1Fruit d'un travail de longue haleine, l'ouvrage présenté par Catherine Sélimanovski ambitionne d'étudier la pauvreté à la conjonction de l'espace social et de l'espace géographique. Enquêtant dans le Bas-Rhin dans la deuxième moitié des années 1990, l'auteur s'attache d'abord à rendre compte de la ventilation des allocataires du Revenu Minimum d'Insertion (RMI) et des bénéficiaires du Fonds d'Urgence Social (FUS) sur le territoire considéré. C'est ainsi qu'elle montre que la géographie de la pauvreté ne recouvre que très partiellement celle du chômage ou que la variation des échelles d'observation impacte fortement sur les résultats et les conclusions que le chercheur (et, dans un autre registre, le décideur politique) peut en tirer. De fait, les « poches de pauvreté », comme on aime à les décrire dans une certaine littérature sociale, ne se concentrent jamais sur l'ensemble d'une commune (et encore moins, a fortiori, d'une agglomération). Mais, contrairement à certaines idées également reçues, raisonner à l'échelon infra-communal ne fournit pas automatiquement l'assurance de toucher juste. Ainsi que le montre magistralement Catherine Sélimanovski, la pauvreté est inégalement présente sur tout le périmètre d'un quartier. Ce n'est donc pas sur cette base administrative que l'on peut établir où se concentre la pauvreté. Que le quartier fasse l'objet d'une attention particulière des Pouvoirs publics, qu'il souffre d'effets de réputation négatifs défavorisant ses habitants dans leurs démarches extérieures, rien de tout cela n'est contestable. Mais l'auteur montre que « la frontière de la pauvreté » passe à l'intérieur des unités géographiques habituellement considérées. Aussi les indicateurs de pauvreté établis au niveau d'entités territoriales pré-construites que sont l'agglomération, la commune ou le quartier, pour séduisants qu'ils puissent apparaître de prime abord, représentent-ils autant de chausses-trappes pour le chercheur.

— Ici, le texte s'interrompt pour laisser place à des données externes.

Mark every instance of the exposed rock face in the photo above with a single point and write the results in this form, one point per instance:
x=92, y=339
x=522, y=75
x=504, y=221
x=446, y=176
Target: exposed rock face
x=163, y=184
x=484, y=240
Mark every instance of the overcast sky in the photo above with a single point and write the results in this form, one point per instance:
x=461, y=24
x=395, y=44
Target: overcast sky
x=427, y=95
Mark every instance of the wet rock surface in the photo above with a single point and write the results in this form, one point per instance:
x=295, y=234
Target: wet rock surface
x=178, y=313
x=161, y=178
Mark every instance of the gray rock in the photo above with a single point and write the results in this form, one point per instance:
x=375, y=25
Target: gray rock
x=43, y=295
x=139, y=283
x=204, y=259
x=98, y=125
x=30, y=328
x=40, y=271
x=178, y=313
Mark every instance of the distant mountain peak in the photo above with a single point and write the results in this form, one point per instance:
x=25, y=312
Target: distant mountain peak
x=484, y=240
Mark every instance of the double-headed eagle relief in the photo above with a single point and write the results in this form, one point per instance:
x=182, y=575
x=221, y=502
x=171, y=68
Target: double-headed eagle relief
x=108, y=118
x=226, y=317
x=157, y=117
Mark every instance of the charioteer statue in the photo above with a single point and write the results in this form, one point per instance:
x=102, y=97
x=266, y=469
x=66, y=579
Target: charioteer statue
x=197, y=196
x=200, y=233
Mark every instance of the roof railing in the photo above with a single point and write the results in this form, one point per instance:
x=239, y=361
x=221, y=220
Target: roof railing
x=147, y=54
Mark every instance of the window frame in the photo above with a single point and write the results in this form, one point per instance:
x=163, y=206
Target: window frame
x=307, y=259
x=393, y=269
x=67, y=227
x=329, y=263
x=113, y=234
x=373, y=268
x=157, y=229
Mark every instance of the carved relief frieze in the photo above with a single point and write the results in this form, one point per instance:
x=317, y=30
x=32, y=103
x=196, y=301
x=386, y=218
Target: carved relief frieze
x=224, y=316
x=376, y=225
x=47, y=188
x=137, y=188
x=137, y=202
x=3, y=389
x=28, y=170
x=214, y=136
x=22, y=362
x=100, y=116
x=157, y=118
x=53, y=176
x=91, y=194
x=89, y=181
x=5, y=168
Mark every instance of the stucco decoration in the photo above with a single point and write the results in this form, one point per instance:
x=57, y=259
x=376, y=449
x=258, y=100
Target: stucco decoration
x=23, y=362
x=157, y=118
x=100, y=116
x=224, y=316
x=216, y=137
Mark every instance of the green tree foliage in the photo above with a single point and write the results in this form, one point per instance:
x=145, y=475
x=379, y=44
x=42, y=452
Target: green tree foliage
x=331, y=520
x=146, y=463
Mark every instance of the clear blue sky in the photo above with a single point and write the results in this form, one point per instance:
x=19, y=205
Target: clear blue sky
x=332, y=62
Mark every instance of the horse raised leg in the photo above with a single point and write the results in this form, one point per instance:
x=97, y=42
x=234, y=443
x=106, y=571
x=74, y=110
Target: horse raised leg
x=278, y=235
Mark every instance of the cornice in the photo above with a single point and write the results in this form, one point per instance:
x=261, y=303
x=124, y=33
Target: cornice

2Si « la frontière de la pauvreté n'est pas une métaphore spatiale car la territorialité de repli que génère l'hétéronomie sociale dans laquelle se trouvent les personnes en situation de pauvreté produit des limites spatiales perçues et vécues » (p.267), cette « territorialité de repli » distingue parfois les grands ensembles d'un même quartier. Mieux, elle prend des formes différentes d'une rue à l'autre. Tout ceci est exceptionnellement détaillé sur fonds d'analyses statistiques et cartographiques auxquelles l'auteur se livre, des niveaux les plus fins (une analyse poussée de la frontière de la pauvreté au cœur du quartier de la Meinau à Strasbourg) aux échelles les plus larges (le Bas-Rhin).

3L'approche de Catherine Sélimanovski est suffisamment originale pour que l'on salut d'emblée l'initiative de cette géographe sociale. Soucieuse de rendre compte, d'un même mouvement des propriétés géographiques et sociologiques de l'espace investigué, elle s'attache à décortiquer par le menu, et sous des angles variés, la réalité de la pauvreté et de ses limites. Les développements attestent, sans la moindre ambiguïté, que le « biais scalaire » trop peu souvent pris en considération par les sociologues est un élément que l'on ne peut ignorer. La réalité de la pauvreté s'affirme sous un jour différent selon les niveaux d'observation pris en considération par l'auteur.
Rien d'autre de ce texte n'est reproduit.